Le travail s’amoncelle sur le bureau des grouillots, le rédacteur en chef s’en prend au chef de la rubrique économie qui n’a toujours pas produit les bilans mensuels, court après le plumitif qui s’en prend régulièrement à la gente animale, réclame la publication d’un billet titré “Aucun animal n’est maltraité sur ce blog”, crucifie la femme de ménage qui ne veut pas répondre à un tag.
Le rédac' chef : Le tag, Ada, c’est l’âme des blogs.
Zita : Mais Chef, c’est pas Ada mais Zita. J’ai pas fait votre bureau. J’ai touché à rien.
Le rédac' chef : On va pas en faire une tragédie. Vous la voulez toujours cette prime de salissure ?
Vous savez maintenant pourquoi je suis derrière le clavier pour m’occuper de ce chgat, eschtag, bref.

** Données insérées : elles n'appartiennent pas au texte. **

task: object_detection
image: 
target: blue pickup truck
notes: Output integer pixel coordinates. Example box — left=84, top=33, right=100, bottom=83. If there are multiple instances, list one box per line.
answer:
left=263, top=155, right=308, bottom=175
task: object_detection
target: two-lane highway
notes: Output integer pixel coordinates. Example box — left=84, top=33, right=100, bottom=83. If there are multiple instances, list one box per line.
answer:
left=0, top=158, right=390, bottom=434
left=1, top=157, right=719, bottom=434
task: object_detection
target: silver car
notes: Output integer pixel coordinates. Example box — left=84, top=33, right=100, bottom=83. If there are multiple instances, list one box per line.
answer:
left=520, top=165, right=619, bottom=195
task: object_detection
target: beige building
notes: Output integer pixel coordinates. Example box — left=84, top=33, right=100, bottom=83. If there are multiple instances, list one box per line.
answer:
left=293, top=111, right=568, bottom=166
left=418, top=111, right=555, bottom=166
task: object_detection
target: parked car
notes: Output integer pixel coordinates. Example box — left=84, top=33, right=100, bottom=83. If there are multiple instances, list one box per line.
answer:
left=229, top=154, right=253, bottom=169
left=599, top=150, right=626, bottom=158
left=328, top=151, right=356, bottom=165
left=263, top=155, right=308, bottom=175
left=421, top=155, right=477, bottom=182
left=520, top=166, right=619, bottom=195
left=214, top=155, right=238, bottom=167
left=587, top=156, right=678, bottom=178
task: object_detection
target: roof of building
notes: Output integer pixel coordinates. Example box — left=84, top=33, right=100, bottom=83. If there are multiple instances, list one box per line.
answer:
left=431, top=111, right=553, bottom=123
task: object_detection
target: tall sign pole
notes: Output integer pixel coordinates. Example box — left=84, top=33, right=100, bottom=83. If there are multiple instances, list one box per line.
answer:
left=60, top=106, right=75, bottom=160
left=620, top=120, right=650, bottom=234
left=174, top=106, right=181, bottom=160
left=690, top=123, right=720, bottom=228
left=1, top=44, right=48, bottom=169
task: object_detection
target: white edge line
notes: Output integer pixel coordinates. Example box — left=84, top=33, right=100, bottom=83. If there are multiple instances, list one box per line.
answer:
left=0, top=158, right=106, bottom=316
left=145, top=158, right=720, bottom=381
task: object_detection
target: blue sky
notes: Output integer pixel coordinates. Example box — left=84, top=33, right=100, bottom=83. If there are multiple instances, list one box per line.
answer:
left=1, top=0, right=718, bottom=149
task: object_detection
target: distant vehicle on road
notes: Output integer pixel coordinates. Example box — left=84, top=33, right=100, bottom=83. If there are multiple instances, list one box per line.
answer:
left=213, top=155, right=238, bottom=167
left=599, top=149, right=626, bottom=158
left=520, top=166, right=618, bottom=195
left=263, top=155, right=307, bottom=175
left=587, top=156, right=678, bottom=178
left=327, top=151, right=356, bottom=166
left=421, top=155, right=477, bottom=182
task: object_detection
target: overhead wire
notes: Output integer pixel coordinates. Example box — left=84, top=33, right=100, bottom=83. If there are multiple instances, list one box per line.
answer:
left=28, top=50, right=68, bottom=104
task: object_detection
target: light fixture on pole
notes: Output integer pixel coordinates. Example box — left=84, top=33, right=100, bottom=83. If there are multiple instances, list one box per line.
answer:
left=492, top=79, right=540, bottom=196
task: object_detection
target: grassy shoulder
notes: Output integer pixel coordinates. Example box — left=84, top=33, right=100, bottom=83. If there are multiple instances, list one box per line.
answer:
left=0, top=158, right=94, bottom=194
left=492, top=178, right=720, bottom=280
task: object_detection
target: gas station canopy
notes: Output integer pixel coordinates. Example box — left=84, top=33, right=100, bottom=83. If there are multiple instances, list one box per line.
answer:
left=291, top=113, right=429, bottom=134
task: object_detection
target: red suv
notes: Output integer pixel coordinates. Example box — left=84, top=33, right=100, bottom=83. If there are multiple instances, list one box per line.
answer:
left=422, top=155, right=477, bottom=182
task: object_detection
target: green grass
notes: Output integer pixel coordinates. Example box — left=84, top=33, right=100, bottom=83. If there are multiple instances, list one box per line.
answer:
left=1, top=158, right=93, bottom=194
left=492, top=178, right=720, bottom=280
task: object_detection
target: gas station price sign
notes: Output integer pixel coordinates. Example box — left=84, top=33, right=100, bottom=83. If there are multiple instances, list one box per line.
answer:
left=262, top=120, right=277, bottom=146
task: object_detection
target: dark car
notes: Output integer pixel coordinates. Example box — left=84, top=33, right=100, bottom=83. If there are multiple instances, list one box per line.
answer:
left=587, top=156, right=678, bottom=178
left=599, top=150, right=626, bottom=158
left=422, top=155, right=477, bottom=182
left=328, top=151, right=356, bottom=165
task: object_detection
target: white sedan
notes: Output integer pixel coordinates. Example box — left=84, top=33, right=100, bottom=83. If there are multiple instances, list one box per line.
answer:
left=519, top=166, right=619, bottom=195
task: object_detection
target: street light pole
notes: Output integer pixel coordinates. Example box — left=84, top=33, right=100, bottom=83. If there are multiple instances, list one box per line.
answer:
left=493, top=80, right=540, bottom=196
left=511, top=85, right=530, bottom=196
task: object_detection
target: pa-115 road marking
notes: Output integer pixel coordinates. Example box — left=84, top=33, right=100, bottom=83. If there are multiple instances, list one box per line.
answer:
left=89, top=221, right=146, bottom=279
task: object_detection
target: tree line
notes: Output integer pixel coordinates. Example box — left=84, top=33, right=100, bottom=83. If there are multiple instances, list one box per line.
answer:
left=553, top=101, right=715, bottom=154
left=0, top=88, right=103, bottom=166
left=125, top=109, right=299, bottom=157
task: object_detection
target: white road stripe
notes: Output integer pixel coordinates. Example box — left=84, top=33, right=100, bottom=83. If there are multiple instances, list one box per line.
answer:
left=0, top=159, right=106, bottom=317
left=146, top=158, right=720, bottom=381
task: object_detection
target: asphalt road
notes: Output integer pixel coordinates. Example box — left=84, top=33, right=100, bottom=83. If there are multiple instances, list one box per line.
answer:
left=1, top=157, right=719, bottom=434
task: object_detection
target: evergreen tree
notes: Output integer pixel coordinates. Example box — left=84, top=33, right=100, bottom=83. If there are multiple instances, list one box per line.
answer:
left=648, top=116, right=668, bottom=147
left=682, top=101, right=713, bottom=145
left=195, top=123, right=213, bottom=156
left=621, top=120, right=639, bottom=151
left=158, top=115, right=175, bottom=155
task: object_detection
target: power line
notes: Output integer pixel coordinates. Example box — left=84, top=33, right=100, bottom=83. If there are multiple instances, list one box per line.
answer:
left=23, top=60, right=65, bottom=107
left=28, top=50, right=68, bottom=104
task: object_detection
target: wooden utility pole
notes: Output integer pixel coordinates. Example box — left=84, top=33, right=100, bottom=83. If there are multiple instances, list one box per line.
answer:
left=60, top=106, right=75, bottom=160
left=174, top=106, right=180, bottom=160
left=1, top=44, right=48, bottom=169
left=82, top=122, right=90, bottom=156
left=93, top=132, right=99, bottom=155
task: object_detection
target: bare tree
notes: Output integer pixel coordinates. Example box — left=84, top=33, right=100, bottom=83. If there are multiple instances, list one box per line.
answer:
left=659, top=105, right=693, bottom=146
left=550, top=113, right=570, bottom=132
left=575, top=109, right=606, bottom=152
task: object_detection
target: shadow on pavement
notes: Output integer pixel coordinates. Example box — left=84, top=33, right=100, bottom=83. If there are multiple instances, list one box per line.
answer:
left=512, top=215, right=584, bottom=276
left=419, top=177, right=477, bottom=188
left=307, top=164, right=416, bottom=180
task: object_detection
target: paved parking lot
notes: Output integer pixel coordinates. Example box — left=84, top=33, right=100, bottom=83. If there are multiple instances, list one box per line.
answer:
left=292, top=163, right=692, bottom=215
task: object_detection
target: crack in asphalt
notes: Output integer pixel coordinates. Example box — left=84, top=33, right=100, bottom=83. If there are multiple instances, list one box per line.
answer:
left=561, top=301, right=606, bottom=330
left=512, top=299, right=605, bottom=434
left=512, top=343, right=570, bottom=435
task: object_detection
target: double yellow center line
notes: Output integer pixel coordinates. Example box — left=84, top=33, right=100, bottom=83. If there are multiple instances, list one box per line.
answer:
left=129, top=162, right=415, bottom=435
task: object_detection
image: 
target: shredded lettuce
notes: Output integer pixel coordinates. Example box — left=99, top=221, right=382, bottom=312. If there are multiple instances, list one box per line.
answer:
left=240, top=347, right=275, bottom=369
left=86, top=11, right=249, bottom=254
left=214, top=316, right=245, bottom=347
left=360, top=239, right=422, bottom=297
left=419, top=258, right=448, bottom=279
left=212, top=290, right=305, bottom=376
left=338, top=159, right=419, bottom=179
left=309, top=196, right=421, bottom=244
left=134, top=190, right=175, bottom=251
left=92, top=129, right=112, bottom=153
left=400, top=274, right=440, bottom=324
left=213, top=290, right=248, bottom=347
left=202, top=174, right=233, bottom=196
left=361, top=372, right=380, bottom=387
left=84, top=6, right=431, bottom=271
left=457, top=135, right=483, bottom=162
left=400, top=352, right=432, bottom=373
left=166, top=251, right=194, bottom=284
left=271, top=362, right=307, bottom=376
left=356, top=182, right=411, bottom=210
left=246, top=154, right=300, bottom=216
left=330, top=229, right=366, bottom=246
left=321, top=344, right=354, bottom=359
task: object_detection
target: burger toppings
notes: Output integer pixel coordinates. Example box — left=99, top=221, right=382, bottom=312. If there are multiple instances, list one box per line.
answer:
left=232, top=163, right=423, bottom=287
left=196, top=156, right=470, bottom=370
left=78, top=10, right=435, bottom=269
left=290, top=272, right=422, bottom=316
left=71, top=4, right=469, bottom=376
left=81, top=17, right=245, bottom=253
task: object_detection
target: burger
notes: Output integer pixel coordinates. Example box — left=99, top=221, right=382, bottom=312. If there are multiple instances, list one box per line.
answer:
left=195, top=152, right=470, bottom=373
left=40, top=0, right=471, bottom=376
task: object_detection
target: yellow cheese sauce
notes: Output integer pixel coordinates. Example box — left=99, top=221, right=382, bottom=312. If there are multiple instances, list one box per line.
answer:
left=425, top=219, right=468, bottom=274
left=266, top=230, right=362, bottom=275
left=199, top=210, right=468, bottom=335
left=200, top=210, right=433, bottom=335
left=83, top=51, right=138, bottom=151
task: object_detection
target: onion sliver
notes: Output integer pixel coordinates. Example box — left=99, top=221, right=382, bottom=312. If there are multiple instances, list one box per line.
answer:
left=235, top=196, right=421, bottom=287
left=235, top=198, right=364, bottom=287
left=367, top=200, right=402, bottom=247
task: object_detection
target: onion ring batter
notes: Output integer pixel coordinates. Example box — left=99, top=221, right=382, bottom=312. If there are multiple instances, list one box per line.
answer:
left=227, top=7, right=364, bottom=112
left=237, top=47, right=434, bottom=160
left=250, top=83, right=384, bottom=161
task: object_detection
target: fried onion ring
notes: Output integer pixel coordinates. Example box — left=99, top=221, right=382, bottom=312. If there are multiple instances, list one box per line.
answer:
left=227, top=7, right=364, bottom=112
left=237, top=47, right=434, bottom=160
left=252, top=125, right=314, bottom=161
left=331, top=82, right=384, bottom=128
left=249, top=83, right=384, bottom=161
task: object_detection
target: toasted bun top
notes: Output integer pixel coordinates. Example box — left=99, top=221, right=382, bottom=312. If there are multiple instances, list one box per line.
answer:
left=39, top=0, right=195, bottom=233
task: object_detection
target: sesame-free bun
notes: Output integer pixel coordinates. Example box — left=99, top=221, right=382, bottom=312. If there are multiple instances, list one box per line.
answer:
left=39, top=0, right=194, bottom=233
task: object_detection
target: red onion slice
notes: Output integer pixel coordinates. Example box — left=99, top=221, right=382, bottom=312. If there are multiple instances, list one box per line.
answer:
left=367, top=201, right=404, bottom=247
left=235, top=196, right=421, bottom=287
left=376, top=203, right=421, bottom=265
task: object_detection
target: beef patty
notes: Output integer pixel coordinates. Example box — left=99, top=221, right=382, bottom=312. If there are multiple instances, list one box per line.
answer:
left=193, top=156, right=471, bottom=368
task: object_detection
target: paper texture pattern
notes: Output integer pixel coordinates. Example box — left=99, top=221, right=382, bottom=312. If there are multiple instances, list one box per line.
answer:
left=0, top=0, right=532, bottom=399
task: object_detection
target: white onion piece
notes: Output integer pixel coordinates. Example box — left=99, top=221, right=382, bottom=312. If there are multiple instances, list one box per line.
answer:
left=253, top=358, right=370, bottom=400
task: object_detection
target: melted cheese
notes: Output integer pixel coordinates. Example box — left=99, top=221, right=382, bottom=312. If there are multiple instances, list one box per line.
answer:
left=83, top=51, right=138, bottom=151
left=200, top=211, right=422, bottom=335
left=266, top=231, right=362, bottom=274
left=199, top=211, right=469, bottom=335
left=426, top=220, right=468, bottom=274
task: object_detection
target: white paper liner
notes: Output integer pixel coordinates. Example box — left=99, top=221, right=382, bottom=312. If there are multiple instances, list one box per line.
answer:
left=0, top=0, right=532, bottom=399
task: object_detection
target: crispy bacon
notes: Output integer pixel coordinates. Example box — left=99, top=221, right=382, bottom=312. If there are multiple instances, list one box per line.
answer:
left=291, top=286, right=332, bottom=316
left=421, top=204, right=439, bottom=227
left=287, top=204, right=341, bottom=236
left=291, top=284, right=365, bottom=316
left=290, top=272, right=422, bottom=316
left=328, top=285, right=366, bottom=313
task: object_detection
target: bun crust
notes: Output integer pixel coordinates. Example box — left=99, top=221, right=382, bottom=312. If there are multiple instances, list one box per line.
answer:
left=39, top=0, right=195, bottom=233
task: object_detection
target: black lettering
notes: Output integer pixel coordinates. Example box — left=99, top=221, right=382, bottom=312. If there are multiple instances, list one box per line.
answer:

Je lis l’étonnement sur votre visage, vous vous dites, cette Zita est passablement sous-employée. Vous avez raison. Si vous saviez. Et j’en ai des choses à raconter ! Il va s’en mordre les doigts. Vous n’imaginez pas sa dernière lubie : il a dicté à sa sectaire une lettre pour le estaff de Miko. Pour qu’ils changent le bolg mtichlav de catégorie ! Il veut passer de la catégorie “divers” à “littérature”. Un petit changement de rien du tout, de rien, après tout ce qu’il a fait pour Madame Bogolfière. Même que un certain Estalquer le soutient. Y pense que la compétition sera beaucoup plus à son avantage dans cette catégorie où l’usage des mots “business plan”, “stratégie manageriale” et “service qualité” sont quasiment inconnus. S’il savait ce que je lis dans le métro entre Soumoulou et Mazères-Lezons ! Ils s’y connaissent bien plus que ça mais bon, laissons-le à ses illusions.
“Après étude de votre blog il s’avère que les sujets traités dans vos articles ne traitent pas exclusivement de littérature, il ne sera donc pas possible de le référencer dans la thématique demandée.” J’ai réussi à planquer le mail pendant une semaine - c’est moi qui fais le ménage, je vous le rappelle. Et pourtant, ils ont tout fait pour ne pas le fâcher vous reconnaîtrez. Depuis le patron vocifère, se rue dans les couloirs en agitant d’une main quelques scalps poussiéreux, brandissant de l’autre un volume de La Pléiade lardé d’impacts de fléchettes. “Je veux du Gogol, je veux du Tolstoï, je veux du Mendeleïev !”
J’ai appelé d’urgence le gardien de la Réserve naturelle. Il sait ce qu’il faut faire quand on commence à être hanté par les cadavres invisibles. Rien n'y a fait. J'ai pris sa main dans la mienne. J'ai tenté de l'apaiser. "Gavalda !" y se met à gueuler. "Gavalda !"
Et pourtant, c'est pas Ada, c'est Zita.